While Canada is offing its gold holdings, the country’s official international reserves increased by an amount equivalent to US$1,429 million during January to US$81,182 million.

Canada’s overall foreign reserves are rising, but some would argue, gold holdings are the most important in today’s ZIRP money printing experiment.

Special drawing rights or SDRs increased to US $7,869 million while Canada’s reserve position in the IMF increased to US $2,709 million, on February 3rd according to the Department of Finance.

What are SDRs? The international currency was created in the context of the Bretton Woods fixed exchange rate system and designed to function as a supplementary international reserve asset. Best-selling author Jim Rickards has argued the role of SDRs will become increasing important when the US Dollar comes under pressure in the years ahead.

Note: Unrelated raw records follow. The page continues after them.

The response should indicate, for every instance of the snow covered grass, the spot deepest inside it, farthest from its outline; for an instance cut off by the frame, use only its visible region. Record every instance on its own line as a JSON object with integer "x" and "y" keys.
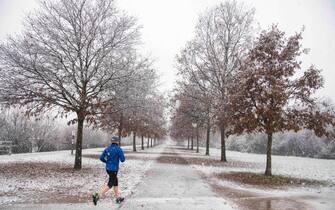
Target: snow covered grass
{"x": 297, "y": 167}
{"x": 49, "y": 177}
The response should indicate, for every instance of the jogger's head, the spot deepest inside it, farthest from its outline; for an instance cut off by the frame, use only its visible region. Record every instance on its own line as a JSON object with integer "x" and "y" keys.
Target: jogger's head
{"x": 115, "y": 140}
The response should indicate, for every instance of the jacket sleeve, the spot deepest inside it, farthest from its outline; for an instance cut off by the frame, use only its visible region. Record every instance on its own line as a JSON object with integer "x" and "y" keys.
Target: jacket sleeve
{"x": 122, "y": 158}
{"x": 102, "y": 156}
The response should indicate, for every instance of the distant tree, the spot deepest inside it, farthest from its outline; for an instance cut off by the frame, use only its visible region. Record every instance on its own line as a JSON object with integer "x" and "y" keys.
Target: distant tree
{"x": 270, "y": 96}
{"x": 210, "y": 60}
{"x": 69, "y": 56}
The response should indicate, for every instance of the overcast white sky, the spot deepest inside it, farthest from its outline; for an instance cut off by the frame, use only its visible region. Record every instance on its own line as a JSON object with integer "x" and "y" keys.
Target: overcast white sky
{"x": 168, "y": 24}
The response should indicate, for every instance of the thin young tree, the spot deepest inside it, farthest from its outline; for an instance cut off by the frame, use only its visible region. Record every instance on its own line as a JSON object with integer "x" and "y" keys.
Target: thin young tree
{"x": 271, "y": 96}
{"x": 223, "y": 36}
{"x": 69, "y": 56}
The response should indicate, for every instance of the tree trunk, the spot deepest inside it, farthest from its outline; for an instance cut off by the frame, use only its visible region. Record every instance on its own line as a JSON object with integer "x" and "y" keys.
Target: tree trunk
{"x": 207, "y": 140}
{"x": 268, "y": 155}
{"x": 121, "y": 127}
{"x": 223, "y": 144}
{"x": 79, "y": 142}
{"x": 197, "y": 139}
{"x": 134, "y": 141}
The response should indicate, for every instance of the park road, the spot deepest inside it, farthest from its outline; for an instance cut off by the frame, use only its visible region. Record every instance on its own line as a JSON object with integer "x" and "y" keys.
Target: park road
{"x": 174, "y": 185}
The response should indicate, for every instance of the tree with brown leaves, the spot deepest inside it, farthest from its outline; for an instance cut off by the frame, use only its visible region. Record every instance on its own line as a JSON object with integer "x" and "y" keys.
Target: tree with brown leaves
{"x": 270, "y": 97}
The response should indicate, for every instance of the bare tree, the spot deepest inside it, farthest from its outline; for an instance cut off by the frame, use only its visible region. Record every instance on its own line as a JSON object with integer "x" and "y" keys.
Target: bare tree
{"x": 223, "y": 36}
{"x": 69, "y": 56}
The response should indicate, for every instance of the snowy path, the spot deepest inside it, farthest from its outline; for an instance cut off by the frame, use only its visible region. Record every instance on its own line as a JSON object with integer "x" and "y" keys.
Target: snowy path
{"x": 174, "y": 186}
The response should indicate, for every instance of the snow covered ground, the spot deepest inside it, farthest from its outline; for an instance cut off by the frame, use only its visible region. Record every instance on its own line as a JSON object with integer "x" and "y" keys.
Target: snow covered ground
{"x": 160, "y": 178}
{"x": 293, "y": 197}
{"x": 298, "y": 167}
{"x": 48, "y": 177}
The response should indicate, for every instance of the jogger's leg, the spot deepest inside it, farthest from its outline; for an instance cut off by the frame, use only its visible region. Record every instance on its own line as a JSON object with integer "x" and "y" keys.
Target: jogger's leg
{"x": 103, "y": 190}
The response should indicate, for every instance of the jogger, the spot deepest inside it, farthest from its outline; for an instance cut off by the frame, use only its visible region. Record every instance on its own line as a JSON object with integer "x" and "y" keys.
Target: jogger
{"x": 112, "y": 155}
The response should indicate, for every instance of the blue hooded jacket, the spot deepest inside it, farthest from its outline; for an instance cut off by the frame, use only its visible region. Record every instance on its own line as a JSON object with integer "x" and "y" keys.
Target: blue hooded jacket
{"x": 112, "y": 155}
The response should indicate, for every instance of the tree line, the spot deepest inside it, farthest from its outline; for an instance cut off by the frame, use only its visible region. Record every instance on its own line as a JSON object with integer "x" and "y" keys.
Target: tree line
{"x": 81, "y": 57}
{"x": 235, "y": 81}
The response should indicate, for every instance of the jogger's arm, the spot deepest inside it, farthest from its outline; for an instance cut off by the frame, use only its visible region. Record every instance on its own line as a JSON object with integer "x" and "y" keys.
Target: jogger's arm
{"x": 102, "y": 156}
{"x": 121, "y": 155}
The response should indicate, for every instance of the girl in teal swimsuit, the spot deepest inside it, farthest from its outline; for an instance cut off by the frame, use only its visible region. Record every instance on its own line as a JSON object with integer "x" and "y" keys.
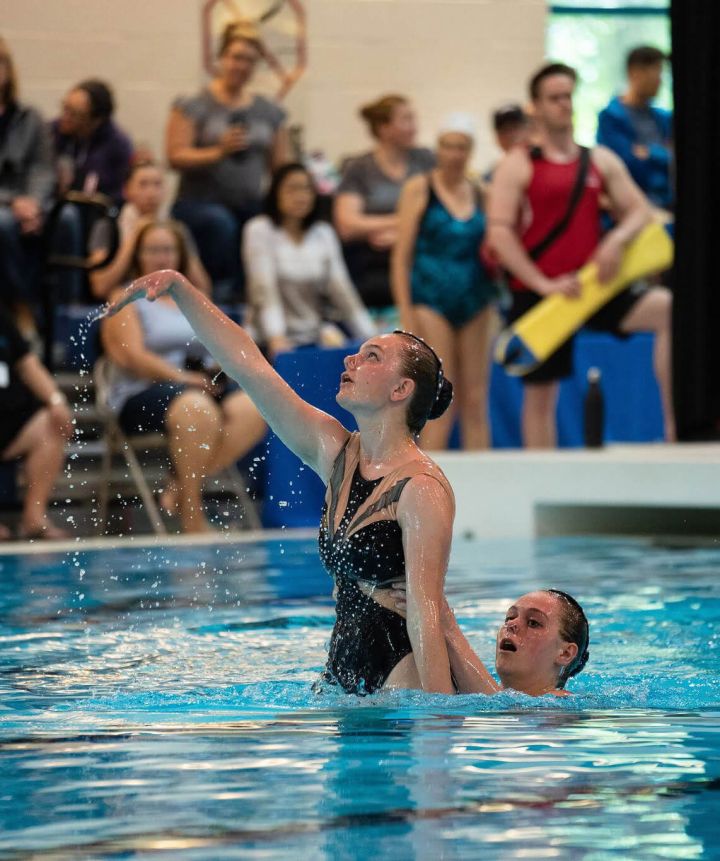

The IMF provides a definition on its website:

“The SDR is an international reserve asset, created by the IMF in 1969 to supplement its member countries’ official reserves. Its value is currently based on a basket of four major currencies, and the basket will be expanded to include the Chinese Renminbi (RMB) as the fifth currency, effective October 1, 2016. SDRs can be exchanged for freely usable currencies. As of November 30, 2015, 204.1 billion SDRs had been created and allocated to members (equivalent to about $285 billion).”



Gold was down Friday after its best day in seven years Thursday which saw the metal rise more than $50 an ounce. Gold stocks were little changed Friday as the Market Vectors® Junior Gold Miners ETF (GDXJ) traded down slightly, just 0.25% to $23.95. Canada’s one saving grace in all of this, is that as a country, Canada has more gold in the ground than most. Still, getting that gold out of the ground and using it to back a currency in short order is not easily accomplished. Nevertheless, Canada will have a chance to redeem itself if gold emerges as the currency of last resort as we approach the climax of the Global Currency War.